The rosters of UVa and Denver reflect the dramatic growth of lacrosse. At Virginia, players from the sport’s traditional hotbeds, New York and Maryland, still abound, but Florida, Illinois and North Carolina are among the other states represented in Starsia’s program. Moreover, the recruiting class that signed with UVa in November includes two players from Colorado.

Denver has players from such states as Colorado, Minnesota, Kentucky, Arizona, California, Missouri and Florida.

“I think if you’re looking to build a team, you can now find a great one from anywhere,” Pioneers coach Bill Tierney said. “We’re going to add to our 20-state coffers next year with a kid from Indiana and a kid from Tennessee as well.”

Virginia attackman Chris Bocklet, who’s from New York, has seen the future of the game.

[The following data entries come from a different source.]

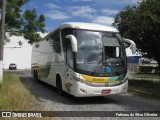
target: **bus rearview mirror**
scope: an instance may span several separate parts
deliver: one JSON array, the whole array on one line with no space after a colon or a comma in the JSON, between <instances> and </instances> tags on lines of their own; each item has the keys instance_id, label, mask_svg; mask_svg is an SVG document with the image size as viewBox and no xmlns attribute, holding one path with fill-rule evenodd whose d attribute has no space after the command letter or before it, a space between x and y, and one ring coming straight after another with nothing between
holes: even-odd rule
<instances>
[{"instance_id":1,"label":"bus rearview mirror","mask_svg":"<svg viewBox=\"0 0 160 120\"><path fill-rule=\"evenodd\" d=\"M132 54L136 53L136 44L132 40L123 38L123 42L131 45Z\"/></svg>"},{"instance_id":2,"label":"bus rearview mirror","mask_svg":"<svg viewBox=\"0 0 160 120\"><path fill-rule=\"evenodd\" d=\"M72 51L77 52L77 39L74 35L67 35L66 38L70 39Z\"/></svg>"}]
</instances>

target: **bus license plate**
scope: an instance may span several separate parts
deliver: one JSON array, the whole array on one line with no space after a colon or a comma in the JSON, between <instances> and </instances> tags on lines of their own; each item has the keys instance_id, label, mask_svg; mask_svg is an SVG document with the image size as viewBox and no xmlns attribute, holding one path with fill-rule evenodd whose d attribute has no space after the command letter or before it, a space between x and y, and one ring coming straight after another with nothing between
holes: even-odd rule
<instances>
[{"instance_id":1,"label":"bus license plate","mask_svg":"<svg viewBox=\"0 0 160 120\"><path fill-rule=\"evenodd\" d=\"M102 90L102 94L110 94L110 93L111 93L111 89Z\"/></svg>"}]
</instances>

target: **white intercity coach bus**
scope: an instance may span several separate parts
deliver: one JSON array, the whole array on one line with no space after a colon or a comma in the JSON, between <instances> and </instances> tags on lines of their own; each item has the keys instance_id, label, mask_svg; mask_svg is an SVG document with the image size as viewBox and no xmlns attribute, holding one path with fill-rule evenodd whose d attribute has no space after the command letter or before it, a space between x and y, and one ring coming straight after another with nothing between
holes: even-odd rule
<instances>
[{"instance_id":1,"label":"white intercity coach bus","mask_svg":"<svg viewBox=\"0 0 160 120\"><path fill-rule=\"evenodd\" d=\"M117 29L68 22L44 37L32 50L32 74L76 97L126 93L127 63L124 43Z\"/></svg>"}]
</instances>

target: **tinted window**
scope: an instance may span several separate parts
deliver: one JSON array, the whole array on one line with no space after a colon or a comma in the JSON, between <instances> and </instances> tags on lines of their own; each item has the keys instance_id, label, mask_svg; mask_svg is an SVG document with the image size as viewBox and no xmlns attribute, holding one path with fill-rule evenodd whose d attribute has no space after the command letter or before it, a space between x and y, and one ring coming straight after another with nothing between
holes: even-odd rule
<instances>
[{"instance_id":1,"label":"tinted window","mask_svg":"<svg viewBox=\"0 0 160 120\"><path fill-rule=\"evenodd\" d=\"M59 29L56 30L51 36L47 39L50 41L50 45L53 47L53 50L57 53L61 53L61 44L60 44L60 34Z\"/></svg>"}]
</instances>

“Everyone’s going to be picking up lacrosse,” Bocklet said. “It’s a fun sport. We can’t hide it forever. All the New York and Baltimore guys, we’re going to have to give it up eventually. It’ll still be going strong in our areas, but it’s moving West.”

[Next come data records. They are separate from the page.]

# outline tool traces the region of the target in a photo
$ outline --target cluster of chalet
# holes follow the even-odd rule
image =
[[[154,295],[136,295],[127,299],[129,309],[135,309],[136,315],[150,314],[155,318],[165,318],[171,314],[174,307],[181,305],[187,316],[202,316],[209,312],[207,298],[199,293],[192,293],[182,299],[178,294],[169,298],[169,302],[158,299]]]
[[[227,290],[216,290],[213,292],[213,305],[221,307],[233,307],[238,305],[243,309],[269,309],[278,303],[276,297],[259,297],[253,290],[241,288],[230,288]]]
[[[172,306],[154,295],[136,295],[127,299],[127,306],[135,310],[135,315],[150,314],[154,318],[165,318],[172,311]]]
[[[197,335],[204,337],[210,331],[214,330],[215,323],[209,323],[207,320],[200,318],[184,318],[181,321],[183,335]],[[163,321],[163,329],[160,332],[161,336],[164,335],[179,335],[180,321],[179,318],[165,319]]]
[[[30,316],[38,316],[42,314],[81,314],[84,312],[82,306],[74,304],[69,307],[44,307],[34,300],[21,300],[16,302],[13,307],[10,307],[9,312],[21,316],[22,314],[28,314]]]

When he first saw Emery on the field, Bocklet recalled, “I said, ‘This guy should be a D-I football quarterback.’ He’s tall, he’s fast, and he’s one of the most athletic kids on our team. But that’s what’s going to happen now. Now that the sport’s growing, these kids are going to be popping out, these kids with these big, athletic builds that are going to be playing lacrosse. Maybe I lucked out a little bit, because I’m a 6-0, 175-pound guy who’s managing it. I’m just excited to see that the sport’s growing, and I’m really excited to meet the [recruits] that are coming in from Colorado. It’s awesome.”

In the Konica Minolta Face-Off Classic, Virginia beat Cornell 11-9 at M&T Bank Stadium in March. That game drew about 17,000 fans. The crowd Saturday afternoon may be close to three times that size.

“It’s incredible just looking out there and imagining what it’s going to be looking like tomorrow filled up with however many people,” Emery said Friday after practice at the Baltimore Ravens’ stadium. “It’s going to be a lifetime experience, something you remember forever.”